03/08/2012
Edwige Gwend (a destra) e Giulia Quintavalle, della squadra di judo (Reuters).
Anzhelika, Dragan, Wenling, Danijel, Edwige, Nathalie. Nomi stranieri, ma tutti uniti sotto il Tricolore, a rappresentare l'Italia ai Giochi olimpici di Londra. Mai come quest'anno competono alle Olimpiadi tanti atleti italiani di origine straniera. In tutto 27 su 276, una cifra storica per il nostro Paese, tra atleti nati in Italia da genitori stranieri, quelli arrivati da noi da bambini e i naturalizzati per matrimonio. Sono i nuovi volti, quelli sportivi dunque più visibili e mediatici, di un'Italia sempre più mutietnica e meticcia, nella quale le terze generazioni, i figli dei figli degli immigrati, già siedono sui banchi di scuola.

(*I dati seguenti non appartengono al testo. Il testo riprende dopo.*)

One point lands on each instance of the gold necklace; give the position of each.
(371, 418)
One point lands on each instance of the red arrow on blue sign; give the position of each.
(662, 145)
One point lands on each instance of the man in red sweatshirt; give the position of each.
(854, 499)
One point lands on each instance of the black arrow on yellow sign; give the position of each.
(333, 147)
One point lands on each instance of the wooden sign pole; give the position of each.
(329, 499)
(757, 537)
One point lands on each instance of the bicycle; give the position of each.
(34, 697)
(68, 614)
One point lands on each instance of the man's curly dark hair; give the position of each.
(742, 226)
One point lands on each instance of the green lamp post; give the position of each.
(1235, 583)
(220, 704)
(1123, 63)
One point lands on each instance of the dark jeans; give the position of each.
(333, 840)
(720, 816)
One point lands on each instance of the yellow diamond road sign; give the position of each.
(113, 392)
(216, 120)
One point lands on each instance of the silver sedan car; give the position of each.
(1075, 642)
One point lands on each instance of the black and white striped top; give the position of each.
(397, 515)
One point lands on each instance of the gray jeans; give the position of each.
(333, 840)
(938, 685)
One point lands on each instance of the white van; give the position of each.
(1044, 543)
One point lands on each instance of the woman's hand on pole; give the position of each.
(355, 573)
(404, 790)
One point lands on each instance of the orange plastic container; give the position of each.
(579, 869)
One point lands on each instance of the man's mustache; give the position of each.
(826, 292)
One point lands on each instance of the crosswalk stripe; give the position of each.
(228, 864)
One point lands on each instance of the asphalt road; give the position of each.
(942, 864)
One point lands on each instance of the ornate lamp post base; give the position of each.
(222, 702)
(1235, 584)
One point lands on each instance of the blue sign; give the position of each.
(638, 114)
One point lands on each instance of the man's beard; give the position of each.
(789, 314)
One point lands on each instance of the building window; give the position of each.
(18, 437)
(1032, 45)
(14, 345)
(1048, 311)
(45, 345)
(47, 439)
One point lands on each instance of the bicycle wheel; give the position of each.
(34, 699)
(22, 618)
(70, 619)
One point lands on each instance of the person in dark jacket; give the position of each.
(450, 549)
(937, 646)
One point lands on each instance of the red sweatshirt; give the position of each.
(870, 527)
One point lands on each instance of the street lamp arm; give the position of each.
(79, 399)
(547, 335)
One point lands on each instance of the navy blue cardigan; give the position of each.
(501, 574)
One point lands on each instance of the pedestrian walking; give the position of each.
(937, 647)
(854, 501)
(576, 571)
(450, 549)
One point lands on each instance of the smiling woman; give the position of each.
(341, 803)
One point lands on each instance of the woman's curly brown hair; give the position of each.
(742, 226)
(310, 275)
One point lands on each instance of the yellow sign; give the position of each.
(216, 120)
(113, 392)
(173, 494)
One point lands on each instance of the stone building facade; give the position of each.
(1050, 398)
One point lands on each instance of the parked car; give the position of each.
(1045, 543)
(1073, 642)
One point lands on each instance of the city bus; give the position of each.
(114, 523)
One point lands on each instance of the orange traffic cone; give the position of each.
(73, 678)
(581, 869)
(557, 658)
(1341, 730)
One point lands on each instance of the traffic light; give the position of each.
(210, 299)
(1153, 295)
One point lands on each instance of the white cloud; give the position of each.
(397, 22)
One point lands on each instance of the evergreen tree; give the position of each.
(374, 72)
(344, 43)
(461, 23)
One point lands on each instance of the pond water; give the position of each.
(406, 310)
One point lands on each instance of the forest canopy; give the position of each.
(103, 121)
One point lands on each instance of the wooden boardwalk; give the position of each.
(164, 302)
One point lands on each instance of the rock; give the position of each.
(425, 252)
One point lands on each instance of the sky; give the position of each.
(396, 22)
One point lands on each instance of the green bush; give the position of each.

A Londra c'è Gloria Hooper, velocista classe 1992. E' nata a Villafranca di Verona da genitori entrambi ghanesi che si conobbero a Napoli. Nella squadra di pallanuoto ci sono Danijel Premuš e Amaurys Pérez: croato naturalizzato italiano nel 2010, il primo, cubano anche lui naturalizzato italiano, il secondo, che ha esordito proprio a Londra con la nazionale italiana. E poi la schermitrice Nathalie Moellhausen, metà tedesca metà brasiliana, ma nata a Milano; Anzhelika Savrayuk, stella della ginnastica ritmica, di origine ucraina, che ha ottenuto la cittadinanza italiana nel 2007 e fa parte dell'Aeronautica militare come aviere scelto.
Amaurys Perez, a destra, e Danijel Premus, al centro (Reuters).
E ancora, Dragan Travica, pallavolista nato a Zagabria, in
Croazia, Edwige Gwend, judoka di origine camerunense. Nel ping pong,
Wenling Tan Monfardini, cinese sposata con un italiano, dunque diventata
italiana per matrimonio, come altri atleti, da Pérez alla canoista
Josefa Idem (origine tedesca), fino a Nadja Ejaffini (atletica), nata in
Marocco.
E se, tutto sommato, ci resta facile e naturale tifare per questi atleti olimpici italiani dai nomi stranieri,
più difficile rimane accettare la multiculturalità nella quotidianità
più prosaica, lontana dai riflettori di Londra. Nel mondo
imprenditoriale, ad esempio, dove spesso per i ragazzi di origine
straniera, i figli degli immigrati, le seconde generazioni è ancora
difficile accedere a un colloquio di lavoro proprio a causa di quel
cognome "alieno" che desta diffidenza. Intanto, mentre aspettiamo la
riforma, indispensabile, della legge sul diritto di cittadinanza per i
figli degli immigrati che nascono qua e crescono da italiani,
continuiamo ad applaudire i nostri atleti dai cognomi stranieri che, a
Londra, portano con orgoglio la nostra, e loro, bandiera.